Los videojuegos constituyen un tema aparte. Soy de la opinión de que hoy en día, para encontrar una historia de ciencia ficción decente fuera de los libros, hay que ponerse a los mandos. Cualquier película de la última década palidece ante sagas como Mass Effect, Metal Gear Solid o Dead Space. No obstante, el videojuego representa una forma de narración más interactiva, con cierta rigidez a la hora de crear escenarios y argumentos que tienden hacia los desarrollos no-lineales y con múltiples desenlaces. Podría no ser el vehículo ideal para la especulación científica, aunque sí para la adaptación de los géneros… Y claro, al final nada de eso importa si el jugador decide saltarse las cinemáticas y empezar a machacar botones.
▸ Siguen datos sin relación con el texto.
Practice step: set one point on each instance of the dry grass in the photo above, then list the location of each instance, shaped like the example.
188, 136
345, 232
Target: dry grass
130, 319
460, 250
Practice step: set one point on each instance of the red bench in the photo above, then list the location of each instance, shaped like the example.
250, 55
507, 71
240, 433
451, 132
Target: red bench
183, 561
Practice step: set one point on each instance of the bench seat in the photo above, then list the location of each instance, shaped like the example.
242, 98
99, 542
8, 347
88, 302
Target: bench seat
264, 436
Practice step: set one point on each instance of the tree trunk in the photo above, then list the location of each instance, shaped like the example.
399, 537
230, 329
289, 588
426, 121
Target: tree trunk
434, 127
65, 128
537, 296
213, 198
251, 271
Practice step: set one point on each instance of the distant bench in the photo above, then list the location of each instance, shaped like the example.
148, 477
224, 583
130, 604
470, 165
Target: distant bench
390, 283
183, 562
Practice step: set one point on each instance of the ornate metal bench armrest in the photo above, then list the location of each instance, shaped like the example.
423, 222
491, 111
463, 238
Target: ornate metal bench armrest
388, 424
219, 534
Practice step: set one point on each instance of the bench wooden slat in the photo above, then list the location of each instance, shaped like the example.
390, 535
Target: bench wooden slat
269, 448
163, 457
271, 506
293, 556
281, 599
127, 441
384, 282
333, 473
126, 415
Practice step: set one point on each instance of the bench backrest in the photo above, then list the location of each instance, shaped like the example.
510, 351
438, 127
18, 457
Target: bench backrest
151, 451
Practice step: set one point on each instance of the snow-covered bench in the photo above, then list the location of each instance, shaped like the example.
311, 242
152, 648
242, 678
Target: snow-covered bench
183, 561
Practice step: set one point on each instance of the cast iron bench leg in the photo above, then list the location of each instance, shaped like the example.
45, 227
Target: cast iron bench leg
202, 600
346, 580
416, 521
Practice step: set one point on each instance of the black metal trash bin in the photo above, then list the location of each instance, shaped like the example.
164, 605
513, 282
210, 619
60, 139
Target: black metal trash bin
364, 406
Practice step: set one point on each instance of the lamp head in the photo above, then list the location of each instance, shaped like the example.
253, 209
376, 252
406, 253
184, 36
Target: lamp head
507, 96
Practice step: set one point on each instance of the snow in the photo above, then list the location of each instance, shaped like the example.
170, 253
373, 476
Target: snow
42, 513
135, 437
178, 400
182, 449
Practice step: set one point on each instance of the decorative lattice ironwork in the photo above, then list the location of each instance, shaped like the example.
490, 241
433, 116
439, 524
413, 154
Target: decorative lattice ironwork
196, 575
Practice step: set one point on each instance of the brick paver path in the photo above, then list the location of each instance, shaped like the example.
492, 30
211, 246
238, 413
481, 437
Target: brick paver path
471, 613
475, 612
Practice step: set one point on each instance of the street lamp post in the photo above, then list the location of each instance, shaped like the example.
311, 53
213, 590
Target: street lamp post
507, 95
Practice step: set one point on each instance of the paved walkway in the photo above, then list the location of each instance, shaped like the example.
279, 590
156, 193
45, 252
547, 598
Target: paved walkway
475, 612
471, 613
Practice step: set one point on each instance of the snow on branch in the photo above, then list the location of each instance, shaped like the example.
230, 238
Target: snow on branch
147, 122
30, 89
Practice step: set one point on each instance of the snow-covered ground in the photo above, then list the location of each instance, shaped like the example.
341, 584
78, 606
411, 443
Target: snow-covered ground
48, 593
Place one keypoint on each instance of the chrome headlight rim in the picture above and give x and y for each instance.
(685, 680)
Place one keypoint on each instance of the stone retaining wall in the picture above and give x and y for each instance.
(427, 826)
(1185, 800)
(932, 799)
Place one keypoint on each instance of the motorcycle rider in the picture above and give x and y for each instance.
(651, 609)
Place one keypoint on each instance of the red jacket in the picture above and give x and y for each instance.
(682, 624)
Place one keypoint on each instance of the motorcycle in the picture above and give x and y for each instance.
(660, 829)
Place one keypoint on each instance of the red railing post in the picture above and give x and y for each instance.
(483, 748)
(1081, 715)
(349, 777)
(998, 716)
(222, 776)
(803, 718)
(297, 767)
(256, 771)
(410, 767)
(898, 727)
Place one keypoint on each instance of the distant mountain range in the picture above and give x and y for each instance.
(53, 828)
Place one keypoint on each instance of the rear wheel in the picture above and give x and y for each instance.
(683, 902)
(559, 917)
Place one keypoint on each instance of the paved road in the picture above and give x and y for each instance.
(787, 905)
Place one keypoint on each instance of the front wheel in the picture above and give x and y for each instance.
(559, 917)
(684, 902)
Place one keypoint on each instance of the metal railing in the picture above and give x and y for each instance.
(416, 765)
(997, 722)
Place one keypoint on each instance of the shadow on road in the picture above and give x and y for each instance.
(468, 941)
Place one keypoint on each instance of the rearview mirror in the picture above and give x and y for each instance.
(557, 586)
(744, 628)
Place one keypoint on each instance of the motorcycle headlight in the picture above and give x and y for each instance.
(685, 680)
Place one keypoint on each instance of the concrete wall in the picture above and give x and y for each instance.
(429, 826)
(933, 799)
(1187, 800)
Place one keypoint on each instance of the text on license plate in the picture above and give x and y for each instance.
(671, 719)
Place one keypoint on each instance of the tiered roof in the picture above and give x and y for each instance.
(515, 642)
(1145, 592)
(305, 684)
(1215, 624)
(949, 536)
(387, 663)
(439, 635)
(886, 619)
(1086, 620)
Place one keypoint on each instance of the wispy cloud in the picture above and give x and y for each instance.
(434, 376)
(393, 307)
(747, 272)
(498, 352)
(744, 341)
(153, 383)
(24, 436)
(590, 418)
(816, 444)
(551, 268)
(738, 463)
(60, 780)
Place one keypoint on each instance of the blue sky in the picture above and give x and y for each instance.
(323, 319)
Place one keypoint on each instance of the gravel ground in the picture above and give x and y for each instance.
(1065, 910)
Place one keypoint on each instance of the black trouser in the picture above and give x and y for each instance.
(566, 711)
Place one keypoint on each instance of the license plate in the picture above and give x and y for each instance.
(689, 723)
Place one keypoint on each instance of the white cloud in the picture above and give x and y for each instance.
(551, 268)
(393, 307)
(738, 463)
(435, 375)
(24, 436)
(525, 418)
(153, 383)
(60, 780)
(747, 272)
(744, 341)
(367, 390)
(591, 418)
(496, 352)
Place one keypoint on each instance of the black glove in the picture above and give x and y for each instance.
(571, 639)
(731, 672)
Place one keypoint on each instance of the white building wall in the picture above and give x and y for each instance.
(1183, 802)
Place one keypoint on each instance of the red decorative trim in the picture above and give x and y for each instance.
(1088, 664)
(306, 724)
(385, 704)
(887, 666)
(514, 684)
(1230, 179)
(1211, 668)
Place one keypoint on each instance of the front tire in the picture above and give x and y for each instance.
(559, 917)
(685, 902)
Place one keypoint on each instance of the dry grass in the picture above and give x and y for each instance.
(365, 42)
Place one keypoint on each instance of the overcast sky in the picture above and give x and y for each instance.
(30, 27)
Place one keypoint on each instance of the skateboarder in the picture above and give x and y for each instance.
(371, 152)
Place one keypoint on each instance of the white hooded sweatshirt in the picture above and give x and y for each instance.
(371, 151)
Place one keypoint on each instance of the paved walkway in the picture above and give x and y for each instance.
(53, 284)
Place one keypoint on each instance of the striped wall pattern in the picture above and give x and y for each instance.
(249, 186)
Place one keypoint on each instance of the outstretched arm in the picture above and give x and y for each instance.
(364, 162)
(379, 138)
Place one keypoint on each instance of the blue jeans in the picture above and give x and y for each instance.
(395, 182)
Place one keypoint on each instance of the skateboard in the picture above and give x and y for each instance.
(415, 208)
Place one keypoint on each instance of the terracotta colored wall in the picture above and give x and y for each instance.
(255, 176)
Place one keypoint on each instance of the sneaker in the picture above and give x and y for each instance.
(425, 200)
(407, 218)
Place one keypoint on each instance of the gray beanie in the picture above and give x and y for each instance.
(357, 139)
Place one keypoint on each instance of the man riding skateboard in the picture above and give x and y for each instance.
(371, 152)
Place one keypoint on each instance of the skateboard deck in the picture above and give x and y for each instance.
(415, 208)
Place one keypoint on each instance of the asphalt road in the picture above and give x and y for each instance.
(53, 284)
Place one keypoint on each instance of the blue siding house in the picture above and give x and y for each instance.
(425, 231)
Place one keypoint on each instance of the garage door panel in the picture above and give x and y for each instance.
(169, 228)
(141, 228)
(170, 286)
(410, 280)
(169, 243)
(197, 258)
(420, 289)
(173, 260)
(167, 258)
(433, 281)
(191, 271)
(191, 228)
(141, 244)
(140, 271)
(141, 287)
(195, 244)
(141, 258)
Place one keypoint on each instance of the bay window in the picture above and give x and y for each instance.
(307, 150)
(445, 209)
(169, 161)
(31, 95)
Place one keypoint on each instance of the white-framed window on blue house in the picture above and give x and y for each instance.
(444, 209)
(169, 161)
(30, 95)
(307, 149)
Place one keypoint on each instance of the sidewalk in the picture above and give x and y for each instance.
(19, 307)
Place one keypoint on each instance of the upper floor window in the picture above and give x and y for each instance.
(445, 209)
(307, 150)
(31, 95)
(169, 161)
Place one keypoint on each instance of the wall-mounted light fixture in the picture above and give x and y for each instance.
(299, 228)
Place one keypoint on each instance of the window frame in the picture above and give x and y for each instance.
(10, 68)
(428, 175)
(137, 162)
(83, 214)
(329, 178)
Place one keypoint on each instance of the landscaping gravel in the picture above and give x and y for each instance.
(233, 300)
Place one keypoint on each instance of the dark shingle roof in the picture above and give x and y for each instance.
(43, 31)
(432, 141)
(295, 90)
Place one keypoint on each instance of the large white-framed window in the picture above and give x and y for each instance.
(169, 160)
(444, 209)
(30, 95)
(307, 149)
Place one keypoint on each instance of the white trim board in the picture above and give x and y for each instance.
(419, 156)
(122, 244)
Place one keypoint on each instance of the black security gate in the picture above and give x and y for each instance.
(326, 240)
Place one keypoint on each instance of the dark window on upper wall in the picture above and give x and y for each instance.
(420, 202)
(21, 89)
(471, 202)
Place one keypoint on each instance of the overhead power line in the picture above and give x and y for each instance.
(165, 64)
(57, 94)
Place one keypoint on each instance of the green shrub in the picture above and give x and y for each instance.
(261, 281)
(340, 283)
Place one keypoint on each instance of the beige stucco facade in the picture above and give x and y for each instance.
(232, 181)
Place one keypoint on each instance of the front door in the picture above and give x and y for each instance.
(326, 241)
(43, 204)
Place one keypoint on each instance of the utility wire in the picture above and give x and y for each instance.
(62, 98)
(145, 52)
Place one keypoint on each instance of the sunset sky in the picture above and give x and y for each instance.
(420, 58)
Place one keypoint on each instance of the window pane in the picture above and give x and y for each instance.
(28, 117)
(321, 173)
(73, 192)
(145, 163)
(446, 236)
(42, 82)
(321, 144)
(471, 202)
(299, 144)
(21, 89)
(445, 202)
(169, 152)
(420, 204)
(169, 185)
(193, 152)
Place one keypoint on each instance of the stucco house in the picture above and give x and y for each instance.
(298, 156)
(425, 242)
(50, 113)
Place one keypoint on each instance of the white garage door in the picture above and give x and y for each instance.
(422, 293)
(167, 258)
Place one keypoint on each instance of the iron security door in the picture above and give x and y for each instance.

No cabe duda. Desde que las historias se contaban a la luz de una hoguera y los oyentes se inclinaban para ver los gestos del narrador, ha llovido bastante. La palabra escrita fue un avance, un instrumento que se perfeccionó con los siglos, sobrevivió a la radio y la televisión, se adaptó a las redes. Sobrevive aún. Hasta cuándo, nadie sabe. No es solo un síntoma de la ciencia ficción, en general se lee muy poca literatura. Nuevas formas de contar, de eso se trata. La historia llega ahora a nuestros ojos (en 3D incluso) y a nuestros oídos sin necesidad de imaginar sensaciones, ni de usar ese molesto intermediario llamado cerebro. Cada vez optamos por medios de entretenimiento más pasivos.

libros-cf
Mientras tanto, en el Reino de las Polillas…

La ciencia ficción, por si fuera poco, está en peligro de quedar obsoleta. Eso si hacemos caso de lo que dicen algunos entendidos. Parafraseando a Arthur C. Clarke, el punto en que la tecnología se tornará “indistinguible de la magia” podría estar al doblar de la esquina. El futuro no es lo que solía ser y, para colmo, se mueve a gran velocidad. Nos alcanza en los titulares de las noticias y en los productos que inundan el mercado dejando obsoleta la tecnología que teníamos, justo cuando comenzábamos a acostumbrarnos a ella.

Aun así, no creo que sea la muerte de la ciencia ficción, solo nuestra innata necesidad de colocar señales de Non plus ultra cada vez que nos acercamos a lo desconocido. A medida que desvelamos algunos de los secretos sobre el funcionamiento del universo, más vasto se presenta ante nosotros. Además, la aplicación de los nuevos conocimientos requiere más que nunca de la literatura para cuestionar los caminos que toman la tecnología y la sociedad ahora que las leyes del mercado parecen imponerse a la ética y el sentido común.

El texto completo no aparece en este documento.